Port Watch-Down a Little; Up a Lot
There is supposed to be a chill in the air. Cries of trade unfairness howl across the borders. Global economic players trade verbal jabs threatening to out-punish the world’s great consumer. Less sorghum and coal to be exported; fewer cars and steel to be imported. Where does it all end? Last month, it really did not seem to matter for Texas ports since it nearly equaled April’s arrival numbers. In fact, with five months under 2018’s belt, this year is shaping up to be a near-record one. Thus far, 2018 is outperforming 2017 by well over 4%. Hence, every port – save one – is enjoying positive numbers on a year-to-date basis and all but three of Texas’ eight major ports posted monthly gains.
Houston’s monthly performance mirrored that of Freeport’s year-to-date percentage climb (i.e., 0.5%). This was enough to keep the port firmly above 2017’s arrival count by 3.4%. In the BTU arena, LPG arrivals are distancing last year’s numbers by over 10% after a monthly 1% uptick and tankers are benefiting from the demand for American crude overseas with a 14.5% monthly gain. Interestingly, there were still a few substantial percentage declines for the month. Namely, bulkers – off by over 4% for the month and over 7% for the year; chemical tankers – down by over 12% month-to-month but still outpacing 2017 by over 9%; general cargo – slumped by 12% during the course of the last month and lags last year by 1%; and ocean-going tows – fell over 14% in the last month and behind last year’s count by nearly 11%. Conversely, container arrivals saw their highest number for the year resulting in a 5% monthly climb as did car carriers with a 55% leap. At this juncture, it does not appear the threat of tariffs is slowing the movement of cars and containers in and out of the port.
Texas City is also poised to capitalize on the export of crude bonanza with its first partial loading of a VLCC with black gold this month. Unfortunately, that news could not take the sting out of a monthly arrival plunge of 20%; however, that came on the heels of a record month as reflected in the fact that Texas City is outshining last year’s arrival count by 6%. A few miles to the south, Galveston also put up negative arrivals for the month. Fortunately, the 9% monthly wane paled in comparison to the fact that 17% more vessels have arrived in the port year-to-date wise. The only other port that found itself “in the red” over the last month was Sabine. Despite a 4.4% decrease in arrivals, Sabine is enjoying a rather robust rebound with 2018 outperforming 2017 by nearly 16% mostly due to its firming petrochemical export base.
On the opposite side of the coastline, Brownsville’s monthly vessel count more than doubled with an arrival record of 38. This dramatic jump propelled the port squarely in positive territory with 13.5% more arrivals on a year-to-date basis. The torrid pace was fueled in no small part by its very strong trading relationship with northern Mexico. Granted, there may have been some “front-loading” of commerce in anticipation of new tariffs.

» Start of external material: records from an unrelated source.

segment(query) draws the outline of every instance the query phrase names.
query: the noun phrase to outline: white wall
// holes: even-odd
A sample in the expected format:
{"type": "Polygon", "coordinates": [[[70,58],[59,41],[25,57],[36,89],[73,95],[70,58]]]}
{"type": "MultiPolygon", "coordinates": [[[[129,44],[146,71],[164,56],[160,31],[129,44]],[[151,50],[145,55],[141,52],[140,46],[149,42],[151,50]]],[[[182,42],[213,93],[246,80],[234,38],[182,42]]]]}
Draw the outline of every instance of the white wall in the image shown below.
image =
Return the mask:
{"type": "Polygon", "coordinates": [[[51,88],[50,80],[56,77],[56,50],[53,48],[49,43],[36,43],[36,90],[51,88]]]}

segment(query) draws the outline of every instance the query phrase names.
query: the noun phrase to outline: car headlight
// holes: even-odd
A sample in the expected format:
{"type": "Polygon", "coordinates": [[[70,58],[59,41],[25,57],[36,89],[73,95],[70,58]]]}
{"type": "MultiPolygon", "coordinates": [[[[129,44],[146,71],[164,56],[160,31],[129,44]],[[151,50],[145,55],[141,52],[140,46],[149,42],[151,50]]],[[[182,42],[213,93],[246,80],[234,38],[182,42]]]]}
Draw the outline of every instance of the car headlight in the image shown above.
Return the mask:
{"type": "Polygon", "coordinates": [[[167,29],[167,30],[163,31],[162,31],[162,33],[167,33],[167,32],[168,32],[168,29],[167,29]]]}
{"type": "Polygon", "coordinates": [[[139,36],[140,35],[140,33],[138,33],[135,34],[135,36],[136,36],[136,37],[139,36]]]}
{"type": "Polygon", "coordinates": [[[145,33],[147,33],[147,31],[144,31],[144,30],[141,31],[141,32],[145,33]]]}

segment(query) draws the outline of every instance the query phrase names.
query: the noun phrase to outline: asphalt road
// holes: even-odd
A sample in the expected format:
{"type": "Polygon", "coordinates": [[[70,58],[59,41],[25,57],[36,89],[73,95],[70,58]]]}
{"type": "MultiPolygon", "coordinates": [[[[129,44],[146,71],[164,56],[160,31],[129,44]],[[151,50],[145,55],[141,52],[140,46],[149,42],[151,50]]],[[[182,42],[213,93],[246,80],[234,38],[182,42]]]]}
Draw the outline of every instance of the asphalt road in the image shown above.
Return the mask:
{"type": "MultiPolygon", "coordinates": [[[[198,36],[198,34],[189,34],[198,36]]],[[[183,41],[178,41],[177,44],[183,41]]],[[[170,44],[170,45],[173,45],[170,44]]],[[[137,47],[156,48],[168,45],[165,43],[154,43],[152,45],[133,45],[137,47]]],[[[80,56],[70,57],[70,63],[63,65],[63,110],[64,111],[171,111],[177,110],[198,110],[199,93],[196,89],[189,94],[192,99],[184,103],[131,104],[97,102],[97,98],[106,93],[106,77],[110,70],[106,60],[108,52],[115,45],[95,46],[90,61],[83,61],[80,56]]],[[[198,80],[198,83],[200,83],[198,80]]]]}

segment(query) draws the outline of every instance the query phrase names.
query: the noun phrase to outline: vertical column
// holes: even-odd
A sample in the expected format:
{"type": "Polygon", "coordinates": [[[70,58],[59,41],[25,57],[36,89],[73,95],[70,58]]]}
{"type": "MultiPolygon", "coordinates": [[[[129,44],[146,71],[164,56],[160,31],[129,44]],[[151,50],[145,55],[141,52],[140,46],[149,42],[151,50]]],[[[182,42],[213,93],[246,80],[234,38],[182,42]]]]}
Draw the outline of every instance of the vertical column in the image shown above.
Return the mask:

The similarly sized port of Port Lavaca/Point Comfort may not have led the constellation of Texas ports for the month with its second place finish of 13.6% but it is certainly outdistancing its brethren with its nearly 30% higher vessel count year-over-year. Freeport, on the other hand, is eking out a slightly better arrival count this year on the heels of a 9% monthly rise in its vessel count. Granted, a 0.5% lead over its previous year is commendable in the wake of 2017’s record numbers.
Corpus Christi – a port that is coming off on a good year. In that regard, a slight downturn would not be unusual; however, after logging a 3% monthly gain in arrivals, the port has had 12% fewer arrivals compared to last year. Some of the fall off is due to larger tankers exporting greater volumes of cargo and the fact that local refineries are producing less petcoke for export as sweeter barrels flow in from the Permian basin via pipeline. Yet, there are some dramatic decreases in agricultural exports as evidenced by the precipitous drop in the export of sorghum to China. Nevertheless, steel continues to be imported for the miles of pipeline being laid from the shale gas fields into the port. Moreover, the flow of barite through the port will invariably ramp up as more fracking unfolds in the Permian and Eagleford plays. Ultimately, Corpus Christi is poised to become a key player.
Perhaps the protectionist posturing will manifest itself in more concrete actions on the part of our nation’s various trading partners that may have the potential of markedly eroding today’s gains. Maybe those same anti-free trade measures will further bolster the performance of the U.S. economy. After all, in the beginning of the last century another Republican White House resident observed, “Our past experience shows that great prosperity in this country has always come under a protective tariff.” Albeit, times have changed since Theodore Roosevelt held office. Nonetheless, one must be mindful of the consequences of a flood of foreign products given that history has a habit of repeating itself. This was poignantly reflected in a lament by the London Daily Mail the year prior to T. Roosevelt’s assumption of the Presidency in the following passage, “We have lost to the American manufacturer electrical machinery, locomotives, steel rails, sugar-producing and agricultural machinery, and latterly even stationary engines, the pride and backbone of the British engineering industry.”